Visto por quase 150 tartarugas morreram dentro Lago Opiniãoleste de Ontário, Canadá, tornou-se um alerta sobre as ameaças que a vida aquática enfrenta devido ao progresso da mudanças climáticas e intervenção humana.
A extensão do desaparecimento, que afectou a 10% da população local mapa das tartarugas do norte, compilado por biólogos da Carleton University e uma referência para estudos de animais aquáticos. Gregório Bultéque monitoriza esta espécie há 20 anos, num inquérito transmitido por uma rede internacional de notícias CNN.
Muitas das vítimas eram conhecidas anteriormente durante o estudo de Bulté. A morte em massa contida nele Abril de 2022 nunca houve nada parecido Opinião ou com a tartaruga do mapa do norte. Porém, quatro anos após o incidente, os biólogos confirmam que a população do Lago Opinicon não apresenta sinais de recuperação, comprovando a vulnerabilidade da espécie.
Da mesma forma, um evento histórico semelhante ocorreu na década 1980quando a lontra foi removida 50% a tartaruga-cobra no Parque Algonquin em três invernos consecutivos, a população ainda não se recuperou.

A ecologia Jacqueline Litzguso Universidade LaurentianaCentro de Estudos Avançados em Biologia e Conservação, observou: “Estudos recentes mostram que a população continua a diminuir, dizendo que pode ter chegado a um ponto sem retorno”.
A investigação de Bulté confirmou a causa da morte Ataque de lontra de rio. Os sinais de violência no casco e no corpo da tartaruga descartaram outra discussão; só este predador tem a força necessária. Além disso, sua presença na área aumentou, inclusive suas peles devido ao descaso dos caçadores.
o Tartaruga do mapa norte É uma espécie adaptada às baixas temperaturas do Canadá. Passa o inverno em águas profundas, encolhido sob gelo espesso, onde fica imóvel durante meses, com a temperatura corporal próxima do congelamento e o metabolismo bastante reduzido.

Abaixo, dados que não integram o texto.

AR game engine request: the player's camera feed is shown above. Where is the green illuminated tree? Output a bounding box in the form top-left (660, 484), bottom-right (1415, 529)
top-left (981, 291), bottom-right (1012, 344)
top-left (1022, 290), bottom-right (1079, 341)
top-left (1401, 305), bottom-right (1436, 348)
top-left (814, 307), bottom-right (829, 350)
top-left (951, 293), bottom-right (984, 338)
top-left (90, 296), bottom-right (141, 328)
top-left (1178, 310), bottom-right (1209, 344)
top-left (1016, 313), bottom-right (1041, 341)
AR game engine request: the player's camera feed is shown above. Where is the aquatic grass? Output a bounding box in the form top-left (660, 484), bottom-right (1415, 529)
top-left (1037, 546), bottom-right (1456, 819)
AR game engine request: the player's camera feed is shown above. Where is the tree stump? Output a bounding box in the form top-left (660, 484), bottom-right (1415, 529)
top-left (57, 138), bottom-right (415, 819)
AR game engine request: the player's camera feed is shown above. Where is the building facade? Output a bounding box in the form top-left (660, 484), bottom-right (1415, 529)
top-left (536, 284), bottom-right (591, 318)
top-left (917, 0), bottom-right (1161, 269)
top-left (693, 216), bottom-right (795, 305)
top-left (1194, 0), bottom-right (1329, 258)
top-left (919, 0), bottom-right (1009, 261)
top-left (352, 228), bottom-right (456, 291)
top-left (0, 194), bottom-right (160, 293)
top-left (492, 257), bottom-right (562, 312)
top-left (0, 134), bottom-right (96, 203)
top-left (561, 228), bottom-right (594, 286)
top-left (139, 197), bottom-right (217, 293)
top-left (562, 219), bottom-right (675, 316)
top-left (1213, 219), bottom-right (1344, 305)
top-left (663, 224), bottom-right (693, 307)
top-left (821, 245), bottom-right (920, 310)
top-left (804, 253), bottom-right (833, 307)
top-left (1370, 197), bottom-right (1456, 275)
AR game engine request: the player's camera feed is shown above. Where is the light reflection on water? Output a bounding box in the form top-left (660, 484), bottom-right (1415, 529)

Os machos são especializados em insetos e caracóis, enquanto as fêmeas, que são cerca de dez vezes maiores, possuem mandíbulas poderosas, capazes de esmagar moluscos. Porém, essa diferença não garante a segurança das fêmeas: durante a época de acasalamento, elas devem ser enterradas no sedimento para evitar o assédio dos machos.
As tartarugas do mapa têm vida longa e maturação tardia. Portanto, o aumento da mortalidade de todos os adultos tem um efeito significativo na espécie. O porta-voz do Hidrovias de Ontárioa Agência Canadense de Gestão de Hidrovias, observou: “Perder alguns adultos pode causar o colapso da população”.
As tartarugas do mapa são comuns em algumas áreas do EUAmas apenas alguns moram no Canadá 10.000que é considerado um “espírito especial” pelos diversos perigos que enfrenta: desde colisões com barcos até roubo de ninhos e captura acidental em redes.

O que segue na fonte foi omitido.